Cabe, ainda, detalhar compreensões de pedagógico. Denomina-se pedagógico o conjunto de elementos que são intercomplementares e estão imbricados em um projeto de educação: os movimentos, os poderes, as crenças, as linguagens, as subjetividades e as rotinas. Quando o pedagógico está inserido na escola, apresenta-se regulamentado, institucionalizado, normatizado, além de incidirem sobre ele determinadas relações de poderes, próprias daquele espaço e daquele tempo. O pedagógico é, então, entendido como um elemento relacional entre os sujeitos, não existe a priori, nem tampouco existe senão na interação, através da linguagem, perpassando toda a dinâmica da educação e, mais precisamente, é a centralidade do trabalho dos professores. Conhecer tal centralidade, tendo os professores como sujeitos, significa adentrar cada vez mais no arcabouço epistemológico que fundamenta a práxis pedagógica, ou seja, entender e dar novos sentidos a um cotidiano, o que exige um contínuo estudo, revisitar os teóricos da educação como fontes para comparar a proposta de aula, redimensioná-la e, até mesmo, entendê-la. Assim, o trabalho pedagógico se revitaliza, tornando-se planejado, teoricamente sustentado, socialmente elaborado conforme intencionalidades e conhecimentos.

Em suma, trabalho pedagógico é a produção do conhecimento, mediante crenças e aportes teórico-metológicos escolhidos pelos sujeitos, que acontece em contextos sociais e políticos os quais contribuem direta ou indiretamente. Diretamente, porque perpassam o trabalho pedagógico. Indiretamente, quando não são explícitos, todavia, todo trabalho pedagógico é intencional, político e, de algum modo, revela as relações de poderes que nele interferem.

Bibliografia

ALTHUSSER, L. Aparelhos ideológicos de Estado: notas sobre os aparelhos ideológicos de Estado. 8. ed. Rio de Janeiro: Graal. 1985.

APPLE, M. Ideologia e currículo. São Paulo: Brasiliense, 1982.

APPLE, M. Trabalho docente e textos: economia política das relações de classe e de gênero em educação. Porto Alegre: Artes Médicas, 1995.

BOURDIEU, P. O poder simbólico. Rio de Janeiro: Bertrand Brasil, 1989.

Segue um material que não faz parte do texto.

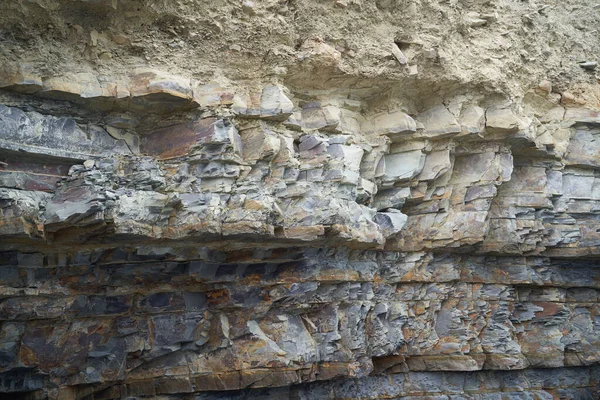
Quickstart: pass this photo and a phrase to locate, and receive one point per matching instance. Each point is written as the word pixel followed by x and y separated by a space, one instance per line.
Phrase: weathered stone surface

COMENIUS, J. A. Didática magna: tratado da arte universal de ensinar tudo a todos. Lisboa: Fundação Calouste Gulbenkian, 1966.

KANT, I. Sobre a pedagogia. 4. ed. São Paulo: Ed. UNIMEP, 2002.

HYPOLITO, A. M. Trabalho docente, classe social e relações de gênero. Campinas: Papirus, 1997.

HYPOLITO, A. M. Trabalho docente e profissionalização: sonho prometido ou sonho negado? In: VEIGA, I.; CUNHA, M. I. Desmistificando a profissionalização do magistério. Campinas: Papirus, 1999. p. 81-100.

MCLAREN, P. Rituais na escola. Petrópolis: Vozes, 1991.

OLIVEIRA, D. As reformas educacionais e suas repercussões sobre o trabalho docente. In: OLIVEIRA, D. (Org.). Reformas educacionais na América Latina e os trabalhadores docentes. Belo Horizonte: Autêntica, 2003. p. 13-38.

SHIROMA, E. O.; EVANGELISTA, O. A colonização da utopia nos discursos sobre profissionalização docente. Perspectiva, Florianópolis, v. 22, n. 2, p. 525-545, 2004.